Sunday, July 7, 2013

She Hears Dead People

I am honored that Dr. Katherine Ramsland has chosen to write about my book in her column in Psychology Today, shown below:

http://www.psychologytoday.com/blog/shadow-boxing/201306/she-hears-dead-people


A blog that probes the mind's dark secrets

She Hears Dead People

A woman who becomes “suddenly psychic” turns “curse” into a gift.
Jessica Lunsford was a third-grader in Homosassa, Florida, with big plans to become a fashion designer. Then one night in February 2005, she went missing from the doublewide mobile home where she lived with her father and grandparents. Although there was no sign of a struggle, a stuffed purple dolphin was missing from Jessica’s room and the front door was unlocked.
Unfortunately, there were several potential suspects among the area’s known sexual predators. Among them was John Couey, 46, who resided 100 yards from the Lunsfords. Police questioned him and even went into the room where he was holding Jessica captive, but they didn’t see or hear anything related to her.
Authorities finally arrested Couey on March 17, whereupon he confessed to kidnapping Jessica while high on drugs. He’d kept her in a closet for several days before tricking her into getting inside some large garbage bags and then burying her. Jessica's remains were found on March 19. An autopsy indicated that she’d been sexually assaulted and had died from suffocation.

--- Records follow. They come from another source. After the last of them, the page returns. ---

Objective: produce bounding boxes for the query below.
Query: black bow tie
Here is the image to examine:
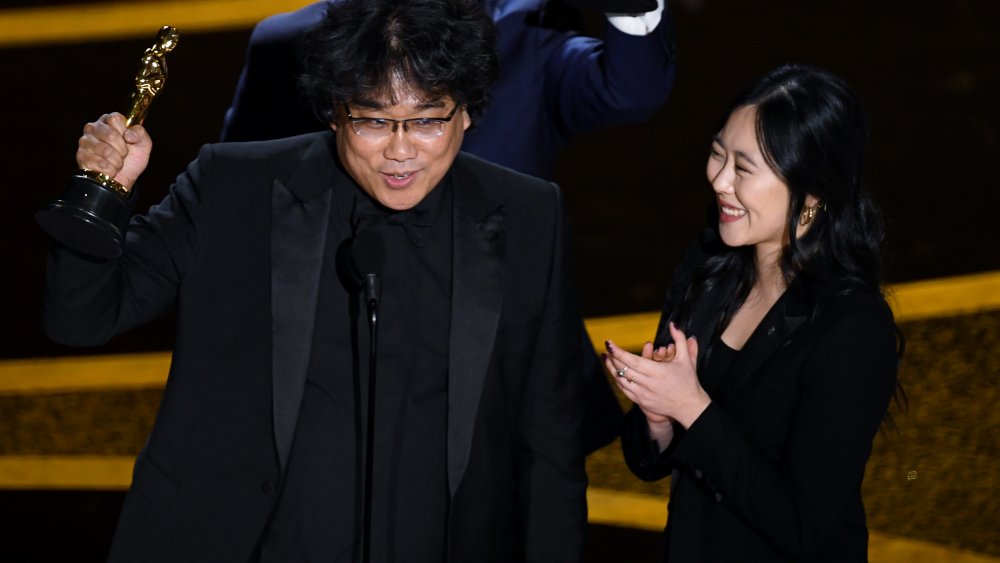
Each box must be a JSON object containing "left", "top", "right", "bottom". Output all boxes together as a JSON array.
[{"left": 351, "top": 197, "right": 432, "bottom": 248}]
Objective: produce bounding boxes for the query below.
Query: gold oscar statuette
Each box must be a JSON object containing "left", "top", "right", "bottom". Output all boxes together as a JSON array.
[
  {"left": 36, "top": 26, "right": 181, "bottom": 259},
  {"left": 80, "top": 25, "right": 181, "bottom": 195}
]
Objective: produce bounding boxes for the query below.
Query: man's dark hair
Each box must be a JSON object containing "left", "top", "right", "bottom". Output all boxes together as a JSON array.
[{"left": 300, "top": 0, "right": 499, "bottom": 123}]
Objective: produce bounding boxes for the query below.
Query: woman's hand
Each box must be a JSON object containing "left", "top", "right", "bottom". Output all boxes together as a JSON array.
[{"left": 605, "top": 322, "right": 712, "bottom": 430}]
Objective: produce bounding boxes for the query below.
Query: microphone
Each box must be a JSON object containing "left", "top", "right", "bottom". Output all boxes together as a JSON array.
[
  {"left": 350, "top": 227, "right": 385, "bottom": 563},
  {"left": 351, "top": 228, "right": 386, "bottom": 314}
]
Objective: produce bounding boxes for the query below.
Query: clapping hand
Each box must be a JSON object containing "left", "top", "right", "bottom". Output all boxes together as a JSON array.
[{"left": 605, "top": 322, "right": 712, "bottom": 435}]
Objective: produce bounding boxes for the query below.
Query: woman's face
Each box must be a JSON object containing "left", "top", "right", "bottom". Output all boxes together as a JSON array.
[{"left": 706, "top": 105, "right": 808, "bottom": 262}]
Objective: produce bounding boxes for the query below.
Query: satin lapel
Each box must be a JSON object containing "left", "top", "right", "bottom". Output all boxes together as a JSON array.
[
  {"left": 689, "top": 274, "right": 738, "bottom": 360},
  {"left": 717, "top": 285, "right": 810, "bottom": 399},
  {"left": 446, "top": 163, "right": 506, "bottom": 496},
  {"left": 270, "top": 134, "right": 337, "bottom": 472},
  {"left": 657, "top": 273, "right": 738, "bottom": 370}
]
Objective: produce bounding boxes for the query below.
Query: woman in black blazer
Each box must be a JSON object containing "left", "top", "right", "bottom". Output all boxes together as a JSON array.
[{"left": 605, "top": 65, "right": 901, "bottom": 561}]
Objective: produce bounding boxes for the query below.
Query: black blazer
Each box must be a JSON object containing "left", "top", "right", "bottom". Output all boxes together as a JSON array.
[
  {"left": 44, "top": 132, "right": 587, "bottom": 562},
  {"left": 622, "top": 232, "right": 898, "bottom": 561}
]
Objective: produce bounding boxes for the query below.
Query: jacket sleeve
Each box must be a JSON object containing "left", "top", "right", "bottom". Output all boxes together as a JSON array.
[
  {"left": 518, "top": 184, "right": 588, "bottom": 561},
  {"left": 541, "top": 1, "right": 677, "bottom": 135},
  {"left": 42, "top": 145, "right": 214, "bottom": 346},
  {"left": 668, "top": 293, "right": 899, "bottom": 556},
  {"left": 220, "top": 4, "right": 326, "bottom": 142},
  {"left": 621, "top": 405, "right": 685, "bottom": 481}
]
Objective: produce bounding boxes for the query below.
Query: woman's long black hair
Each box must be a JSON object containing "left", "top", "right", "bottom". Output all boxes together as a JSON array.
[{"left": 673, "top": 64, "right": 889, "bottom": 331}]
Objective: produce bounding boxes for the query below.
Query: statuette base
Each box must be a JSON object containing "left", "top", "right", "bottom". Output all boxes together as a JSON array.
[{"left": 35, "top": 173, "right": 133, "bottom": 259}]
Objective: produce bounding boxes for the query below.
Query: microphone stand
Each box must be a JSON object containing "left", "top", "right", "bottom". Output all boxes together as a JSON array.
[{"left": 361, "top": 273, "right": 378, "bottom": 563}]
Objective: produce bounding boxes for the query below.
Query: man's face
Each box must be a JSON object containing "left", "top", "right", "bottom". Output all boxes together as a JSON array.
[{"left": 332, "top": 84, "right": 471, "bottom": 211}]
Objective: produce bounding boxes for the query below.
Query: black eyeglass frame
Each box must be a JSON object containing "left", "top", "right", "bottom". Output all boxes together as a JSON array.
[{"left": 342, "top": 103, "right": 461, "bottom": 138}]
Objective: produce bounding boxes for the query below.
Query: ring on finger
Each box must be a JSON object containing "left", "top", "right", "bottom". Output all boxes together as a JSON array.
[{"left": 616, "top": 366, "right": 629, "bottom": 378}]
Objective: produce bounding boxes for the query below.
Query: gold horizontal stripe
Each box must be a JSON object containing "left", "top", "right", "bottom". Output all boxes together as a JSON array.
[
  {"left": 865, "top": 534, "right": 1000, "bottom": 563},
  {"left": 887, "top": 270, "right": 1000, "bottom": 322},
  {"left": 1, "top": 271, "right": 997, "bottom": 394},
  {"left": 0, "top": 351, "right": 171, "bottom": 395},
  {"left": 586, "top": 487, "right": 665, "bottom": 531},
  {"left": 0, "top": 0, "right": 314, "bottom": 47},
  {"left": 0, "top": 455, "right": 133, "bottom": 490},
  {"left": 585, "top": 311, "right": 661, "bottom": 354}
]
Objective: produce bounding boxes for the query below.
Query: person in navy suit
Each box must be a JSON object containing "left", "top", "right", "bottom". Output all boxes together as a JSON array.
[
  {"left": 606, "top": 65, "right": 902, "bottom": 561},
  {"left": 221, "top": 0, "right": 677, "bottom": 179}
]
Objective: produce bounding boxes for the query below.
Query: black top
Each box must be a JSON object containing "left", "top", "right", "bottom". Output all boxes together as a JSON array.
[
  {"left": 259, "top": 170, "right": 454, "bottom": 563},
  {"left": 698, "top": 332, "right": 738, "bottom": 397}
]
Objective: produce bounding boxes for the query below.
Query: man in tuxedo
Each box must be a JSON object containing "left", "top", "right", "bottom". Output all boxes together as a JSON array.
[
  {"left": 221, "top": 0, "right": 676, "bottom": 455},
  {"left": 43, "top": 0, "right": 586, "bottom": 561}
]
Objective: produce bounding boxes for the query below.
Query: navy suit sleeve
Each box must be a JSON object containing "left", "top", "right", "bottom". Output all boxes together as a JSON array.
[
  {"left": 43, "top": 146, "right": 213, "bottom": 346},
  {"left": 220, "top": 4, "right": 327, "bottom": 142},
  {"left": 542, "top": 4, "right": 676, "bottom": 135}
]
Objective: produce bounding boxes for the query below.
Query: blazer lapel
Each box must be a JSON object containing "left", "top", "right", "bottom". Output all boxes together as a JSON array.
[
  {"left": 270, "top": 133, "right": 337, "bottom": 472},
  {"left": 688, "top": 274, "right": 738, "bottom": 359},
  {"left": 445, "top": 160, "right": 506, "bottom": 496},
  {"left": 670, "top": 265, "right": 811, "bottom": 399},
  {"left": 656, "top": 272, "right": 738, "bottom": 368},
  {"left": 717, "top": 282, "right": 810, "bottom": 398}
]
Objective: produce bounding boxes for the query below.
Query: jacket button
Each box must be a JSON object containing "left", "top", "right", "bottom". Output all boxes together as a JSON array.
[
  {"left": 261, "top": 480, "right": 277, "bottom": 494},
  {"left": 693, "top": 469, "right": 703, "bottom": 479},
  {"left": 714, "top": 492, "right": 723, "bottom": 503},
  {"left": 766, "top": 326, "right": 776, "bottom": 336}
]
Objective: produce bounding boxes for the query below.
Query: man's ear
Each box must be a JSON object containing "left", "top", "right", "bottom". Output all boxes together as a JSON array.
[
  {"left": 461, "top": 107, "right": 471, "bottom": 132},
  {"left": 330, "top": 104, "right": 345, "bottom": 132}
]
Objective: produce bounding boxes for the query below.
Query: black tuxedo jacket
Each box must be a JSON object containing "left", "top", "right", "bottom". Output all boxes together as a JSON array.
[
  {"left": 44, "top": 132, "right": 587, "bottom": 562},
  {"left": 621, "top": 233, "right": 898, "bottom": 561}
]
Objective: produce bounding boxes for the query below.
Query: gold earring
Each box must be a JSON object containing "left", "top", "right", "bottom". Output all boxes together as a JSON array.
[{"left": 799, "top": 204, "right": 819, "bottom": 226}]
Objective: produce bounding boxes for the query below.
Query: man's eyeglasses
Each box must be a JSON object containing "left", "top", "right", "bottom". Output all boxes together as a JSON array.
[{"left": 343, "top": 103, "right": 460, "bottom": 140}]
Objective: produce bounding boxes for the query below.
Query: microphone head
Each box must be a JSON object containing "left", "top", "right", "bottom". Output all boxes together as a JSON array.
[{"left": 350, "top": 227, "right": 386, "bottom": 281}]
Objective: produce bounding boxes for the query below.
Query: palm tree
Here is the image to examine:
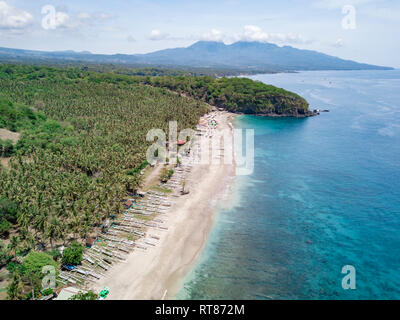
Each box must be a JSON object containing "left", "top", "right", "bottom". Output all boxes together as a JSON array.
[
  {"left": 46, "top": 216, "right": 62, "bottom": 249},
  {"left": 8, "top": 236, "right": 20, "bottom": 259}
]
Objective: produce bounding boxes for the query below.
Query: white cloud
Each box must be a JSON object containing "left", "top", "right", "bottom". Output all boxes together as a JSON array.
[
  {"left": 70, "top": 11, "right": 113, "bottom": 30},
  {"left": 365, "top": 6, "right": 400, "bottom": 21},
  {"left": 233, "top": 25, "right": 312, "bottom": 45},
  {"left": 236, "top": 25, "right": 269, "bottom": 42},
  {"left": 0, "top": 0, "right": 33, "bottom": 29},
  {"left": 333, "top": 38, "right": 344, "bottom": 47},
  {"left": 199, "top": 26, "right": 312, "bottom": 45},
  {"left": 44, "top": 10, "right": 113, "bottom": 31},
  {"left": 201, "top": 29, "right": 224, "bottom": 42},
  {"left": 78, "top": 12, "right": 91, "bottom": 20},
  {"left": 53, "top": 11, "right": 70, "bottom": 28},
  {"left": 148, "top": 29, "right": 170, "bottom": 41},
  {"left": 96, "top": 12, "right": 112, "bottom": 20},
  {"left": 127, "top": 35, "right": 136, "bottom": 42}
]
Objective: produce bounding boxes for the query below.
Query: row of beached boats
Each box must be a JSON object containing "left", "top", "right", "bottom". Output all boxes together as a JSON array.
[
  {"left": 56, "top": 157, "right": 195, "bottom": 290},
  {"left": 56, "top": 112, "right": 220, "bottom": 291}
]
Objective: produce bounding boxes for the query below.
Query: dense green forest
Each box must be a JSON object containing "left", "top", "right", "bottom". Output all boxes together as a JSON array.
[
  {"left": 0, "top": 55, "right": 268, "bottom": 77},
  {"left": 80, "top": 64, "right": 262, "bottom": 77},
  {"left": 0, "top": 63, "right": 310, "bottom": 298},
  {"left": 139, "top": 76, "right": 310, "bottom": 115},
  {"left": 79, "top": 66, "right": 310, "bottom": 115},
  {"left": 0, "top": 64, "right": 208, "bottom": 255}
]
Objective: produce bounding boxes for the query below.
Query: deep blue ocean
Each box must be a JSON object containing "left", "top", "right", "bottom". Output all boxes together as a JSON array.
[{"left": 177, "top": 70, "right": 400, "bottom": 300}]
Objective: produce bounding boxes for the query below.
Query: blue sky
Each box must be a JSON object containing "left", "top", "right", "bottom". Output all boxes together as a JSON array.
[{"left": 0, "top": 0, "right": 399, "bottom": 67}]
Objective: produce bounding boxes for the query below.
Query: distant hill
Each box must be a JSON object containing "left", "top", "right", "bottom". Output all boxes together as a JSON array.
[
  {"left": 136, "top": 41, "right": 392, "bottom": 71},
  {"left": 0, "top": 41, "right": 392, "bottom": 72}
]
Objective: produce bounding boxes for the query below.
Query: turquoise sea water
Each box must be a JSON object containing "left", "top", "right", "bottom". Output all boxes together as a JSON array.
[{"left": 177, "top": 70, "right": 400, "bottom": 300}]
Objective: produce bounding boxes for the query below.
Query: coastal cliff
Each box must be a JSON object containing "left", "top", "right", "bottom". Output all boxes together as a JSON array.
[{"left": 137, "top": 76, "right": 313, "bottom": 117}]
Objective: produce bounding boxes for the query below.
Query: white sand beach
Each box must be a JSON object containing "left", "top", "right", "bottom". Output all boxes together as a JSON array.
[{"left": 91, "top": 111, "right": 236, "bottom": 300}]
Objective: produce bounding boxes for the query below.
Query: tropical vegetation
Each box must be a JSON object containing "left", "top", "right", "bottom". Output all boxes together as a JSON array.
[
  {"left": 7, "top": 251, "right": 58, "bottom": 300},
  {"left": 61, "top": 242, "right": 84, "bottom": 266},
  {"left": 137, "top": 75, "right": 310, "bottom": 115},
  {"left": 0, "top": 63, "right": 310, "bottom": 299},
  {"left": 69, "top": 290, "right": 98, "bottom": 300}
]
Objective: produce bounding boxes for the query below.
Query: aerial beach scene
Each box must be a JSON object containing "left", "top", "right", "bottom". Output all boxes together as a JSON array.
[
  {"left": 0, "top": 0, "right": 400, "bottom": 307},
  {"left": 91, "top": 111, "right": 238, "bottom": 300}
]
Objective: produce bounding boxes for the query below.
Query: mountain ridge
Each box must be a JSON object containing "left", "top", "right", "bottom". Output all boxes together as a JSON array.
[{"left": 0, "top": 41, "right": 393, "bottom": 72}]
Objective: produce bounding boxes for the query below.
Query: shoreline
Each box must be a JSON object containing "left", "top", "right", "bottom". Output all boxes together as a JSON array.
[
  {"left": 91, "top": 111, "right": 237, "bottom": 300},
  {"left": 232, "top": 111, "right": 318, "bottom": 118}
]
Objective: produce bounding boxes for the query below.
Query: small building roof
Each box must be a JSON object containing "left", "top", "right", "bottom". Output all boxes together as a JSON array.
[{"left": 54, "top": 287, "right": 84, "bottom": 301}]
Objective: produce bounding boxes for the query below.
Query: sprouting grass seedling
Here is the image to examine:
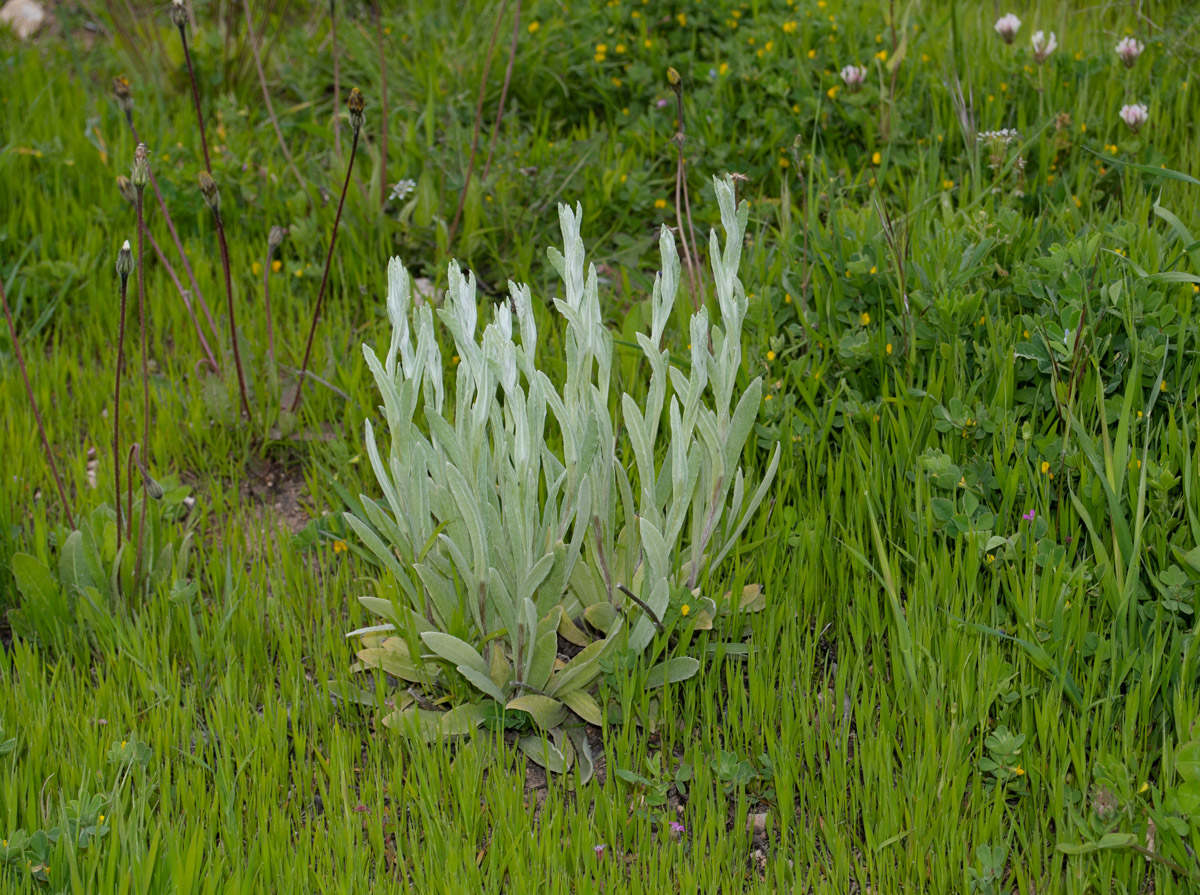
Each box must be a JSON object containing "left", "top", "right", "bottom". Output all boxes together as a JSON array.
[
  {"left": 112, "top": 76, "right": 219, "bottom": 348},
  {"left": 171, "top": 0, "right": 212, "bottom": 174},
  {"left": 116, "top": 176, "right": 219, "bottom": 374},
  {"left": 264, "top": 226, "right": 287, "bottom": 370},
  {"left": 291, "top": 88, "right": 363, "bottom": 412},
  {"left": 113, "top": 240, "right": 133, "bottom": 547},
  {"left": 199, "top": 172, "right": 251, "bottom": 420},
  {"left": 131, "top": 143, "right": 153, "bottom": 583},
  {"left": 0, "top": 275, "right": 75, "bottom": 530}
]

Laine Crosby’s experience as an “investigative medium” began with this case. She suddenly sensed one day, as if she were inside the grave, that a little girl was buried alive and needed help. But the searchers weren’t looking in the right place. Laine was screaming, but no one could hear. “I’m so close,” she writes, “it’s almost as if I’m an overlay, a varnish on a picture.”

Laine wanted to inform the police, fax them a map, anything to help, but her husband persuaded her that they would ignore her or think she was a kook or had guilty knowledge. When Jessica’s remains were found, and Couey admitted he’d buried her alive, Crosby resolved that she’d never hesitate again, no matter what anyone thought. She’s convinced she might have saved the girl.
I met Laine through Mark and Carol Nesbitt, whom I’ve known through my paranormal investigations. Mark was featured in my book, Ghost: Investigating the Other Side, and I’ve often stayed in the “Ghost House” where his Ghosts of Gettysburg office is located. Together, we wrote Blood and Ghosts: Paranormal Forensic Investigators. Laine became part of some of those stories, because we crossed paths at certain sites and she gave us some readings on several incidents.

For example, at the Winery at La Grange in Haymarket, Virginia, large dark stains on the hardwood floor of a third-floor room suggested the presence of blood. In one area, it took the shape of a body that had bled out, and in another area there seemed to have been a bloody struggle. (I’m not psychic and I could see this.) The new owners knew of no violent incidents there, but they did have a few ghost stories.

I watched as Laine had a conversation with a man who’d died (I heard only her side). Apparently, he was still in the room. The victim described a struggle with his brother-in-law, who’d shot him twice. He lay dying for a long time, he said, and his body went undiscovered in that room for five days. He gave a name and year, but we never found records.

Laine also performed remote viewing for us when she couldn’t come along on a trip, and during this time, she’d told us she was writing a book about her experiences. Now it’s done. Investigative Medium – the Awakening has been published. I was eager to read it.

In 2004, Laine moved from Atlanta, GA, to a haunted house on a former plantation in Maryland. Besides going through culture shock, she soon learned that the property was loaded with spirits, largely from a slave cemetery. When they overheard her tell her kids about spiritual realities, they came calling. Lots of them.

The chaos finally settles down as Laine finds people who can help her to learn more about her spiritual talent, as well as about the history of her new abode.

This book is the first in a series as it describes Laine’s developing ability to absorb the complex details of a decedent’s life story. One spirit in particular, Janette, offers up a long tale about love, family, and slavery. She appears to have had a similar tussle with racism and sexism from her 19th-century circumstances to Laine’s struggle with prejudices against her spiritual abilities. So, the two stories are parallel.

The second book, which is excerpted at the end, looks to be more along the lines of Ghost Whisperer, but The Awakening lays the groundwork. It introduces readers to Laine’s family, her sudden psychic abilities, and her involvement in the process of her mother’s dying, as well as in the stories of people who once lived (or fought a battle) on the plantation grounds. Watching how her gifts affect her family is its own intriguing narrative.

Laine’s talents are well suited to helping historians, historical writers, taphophiles, cold case detectives, and missing-persons organizations. I expect that her books will bring her plenty of new inquiries.